When I was much younger- between 18-20, and managing my dad’s auto repair shop, I had an oil service rep, Chris, stop by my work and chat it up with me. At the time, I was completely naive, and never thought he was actually flirting with me, and I was too nice and respectful to cut our conversations short, so he probably thought I was flirting back.
He was really nice to me, and always stopped to say hello even if I didn't buy any supplies from him. It wasn't until years later that I called him again out of the blue to say hi (and while living out of state.) This guy is.... if I can remember correctly... almost 20 years older than me. Not a bad looking guy- British with a slight accent, blue eyes and golden hair. He had such a great smile. But he was too old for me, and I never thought about dating him.
During our phone call he said "So was this the first time I crossed your mind?"
I was shocked. I felt uneasy at the time and tried to bs my way out of it, but he kept pushing and asked “Well, let me ask you something....... do you think that maybe the thought of you and someone older, someone like me- considering our age difference- has ever crossed your mind?"
All too quickly, our past conversations came back into view, and I could remember him telling me that he had only ever dated younger women "they seem to like the stability I can offer" he said. Chris admitted he was attracted to me and would have asked me out on a date if I wasn't already with my boyfriend.
I told Chris I only wanted to date within my age group, or at most times tend to lean to younger because I still felt like a kid at heart. “Older men intimidate me. I've never thought about it" I told him.
And then he said "Well….. you never know. To tell you the truth, I think you are a very mature young lady and very attractive. I don’t remember most people, but something about you stuck in my mind. I was actually just thinking about you a couple of weeks ago and wondering what was going on in your life. And I always thought that the fellow you were dating was a really lucky guy.”

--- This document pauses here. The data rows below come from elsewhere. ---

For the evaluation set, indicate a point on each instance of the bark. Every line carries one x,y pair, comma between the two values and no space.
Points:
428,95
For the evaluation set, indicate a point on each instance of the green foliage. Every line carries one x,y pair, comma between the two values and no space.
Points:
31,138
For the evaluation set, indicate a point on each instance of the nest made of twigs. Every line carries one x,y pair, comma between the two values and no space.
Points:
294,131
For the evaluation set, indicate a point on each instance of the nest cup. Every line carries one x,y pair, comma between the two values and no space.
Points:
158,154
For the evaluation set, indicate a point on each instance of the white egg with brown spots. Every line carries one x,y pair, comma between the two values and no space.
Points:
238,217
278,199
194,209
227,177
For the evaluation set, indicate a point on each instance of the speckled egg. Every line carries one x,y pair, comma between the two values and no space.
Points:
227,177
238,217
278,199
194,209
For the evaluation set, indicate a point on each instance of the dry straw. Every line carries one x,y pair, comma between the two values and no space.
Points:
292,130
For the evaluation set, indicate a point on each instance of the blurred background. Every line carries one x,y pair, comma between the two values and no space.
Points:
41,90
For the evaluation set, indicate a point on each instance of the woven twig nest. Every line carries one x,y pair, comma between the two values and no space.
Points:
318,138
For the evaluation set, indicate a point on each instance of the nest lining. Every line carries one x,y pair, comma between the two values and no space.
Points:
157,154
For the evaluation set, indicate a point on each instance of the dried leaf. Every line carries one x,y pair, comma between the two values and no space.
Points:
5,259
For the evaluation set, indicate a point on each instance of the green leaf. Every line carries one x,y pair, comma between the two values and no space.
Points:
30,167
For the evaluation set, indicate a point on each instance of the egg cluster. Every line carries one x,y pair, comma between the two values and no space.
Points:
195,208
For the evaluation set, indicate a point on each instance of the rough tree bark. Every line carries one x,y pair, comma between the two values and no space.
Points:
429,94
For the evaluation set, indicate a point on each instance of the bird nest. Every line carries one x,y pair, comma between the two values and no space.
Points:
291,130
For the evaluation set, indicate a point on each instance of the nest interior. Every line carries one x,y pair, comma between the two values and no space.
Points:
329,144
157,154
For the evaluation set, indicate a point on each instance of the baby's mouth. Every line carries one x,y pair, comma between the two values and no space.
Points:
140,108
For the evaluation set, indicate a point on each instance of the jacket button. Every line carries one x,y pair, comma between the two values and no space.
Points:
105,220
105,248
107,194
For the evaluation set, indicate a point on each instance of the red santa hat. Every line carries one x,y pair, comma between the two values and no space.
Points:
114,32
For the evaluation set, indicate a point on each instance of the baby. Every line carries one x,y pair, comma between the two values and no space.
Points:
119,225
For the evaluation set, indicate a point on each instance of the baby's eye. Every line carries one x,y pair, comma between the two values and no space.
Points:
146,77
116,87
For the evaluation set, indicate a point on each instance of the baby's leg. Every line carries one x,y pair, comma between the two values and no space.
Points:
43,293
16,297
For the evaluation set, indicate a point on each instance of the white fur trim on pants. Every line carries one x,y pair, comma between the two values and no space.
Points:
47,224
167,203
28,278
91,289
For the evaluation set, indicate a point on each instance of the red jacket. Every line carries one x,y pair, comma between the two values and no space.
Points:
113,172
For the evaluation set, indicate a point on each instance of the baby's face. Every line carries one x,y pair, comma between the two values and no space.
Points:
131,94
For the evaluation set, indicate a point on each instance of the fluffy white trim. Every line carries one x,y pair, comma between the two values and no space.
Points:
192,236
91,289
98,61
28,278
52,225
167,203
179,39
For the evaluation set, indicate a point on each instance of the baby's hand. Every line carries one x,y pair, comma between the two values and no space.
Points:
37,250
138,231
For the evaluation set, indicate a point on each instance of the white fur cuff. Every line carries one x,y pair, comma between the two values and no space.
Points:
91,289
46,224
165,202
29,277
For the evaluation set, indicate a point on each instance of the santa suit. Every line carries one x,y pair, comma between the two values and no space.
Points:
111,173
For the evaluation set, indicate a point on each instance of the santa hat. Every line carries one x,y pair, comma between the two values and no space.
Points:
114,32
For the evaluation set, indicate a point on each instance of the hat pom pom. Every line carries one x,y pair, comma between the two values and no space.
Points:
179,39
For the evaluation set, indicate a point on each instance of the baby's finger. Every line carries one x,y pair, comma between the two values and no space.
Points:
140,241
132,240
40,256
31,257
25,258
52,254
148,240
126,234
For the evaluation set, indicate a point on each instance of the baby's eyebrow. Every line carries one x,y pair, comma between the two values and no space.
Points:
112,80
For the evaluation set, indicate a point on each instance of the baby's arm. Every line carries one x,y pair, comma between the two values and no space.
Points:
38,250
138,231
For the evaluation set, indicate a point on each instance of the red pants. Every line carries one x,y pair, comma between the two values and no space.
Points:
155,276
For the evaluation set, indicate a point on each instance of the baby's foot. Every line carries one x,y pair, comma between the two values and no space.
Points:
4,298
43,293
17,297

He suggested we exchange emails and I send him a picture. All of my guy friends were against it, and I never sent him one. I was just too embarrassed, and I didn’t want to start anything I knew wouldn’t lead anywhere. He asked if I was coming back to Cali anytime soon, and if I did, to get together and have lunch or dinner. He wanted to keep in touch and asked “Do you mind if I call you?"
I paused and blurted out "I'm really busy. The only reason why I called now was because I had free time.”
One thing that stuck to my mind was when he said "If you ever need help with airfare, let me know. I'd be glad to help…."
I didn't have the balls to call him back ever, but I often catch myself thinking about him. Sometimes, I want to pick up the phone and explain why I never called him back, but I chicken out every time. Now, I can see it, and I admit NOW, at 25 years old, that yes I was very flattered. It's true. He was charming and I'm pretty sure he would have been great to date, but I could never get past the 20 year age difference. I'm pretty sure my family and friends would have been against it also.
However, I want that for my future. I want a man who can provide and I want security. I didn't have that with my last boyfriend of 4 years. I was mainly having fun, but I want a real man this time around.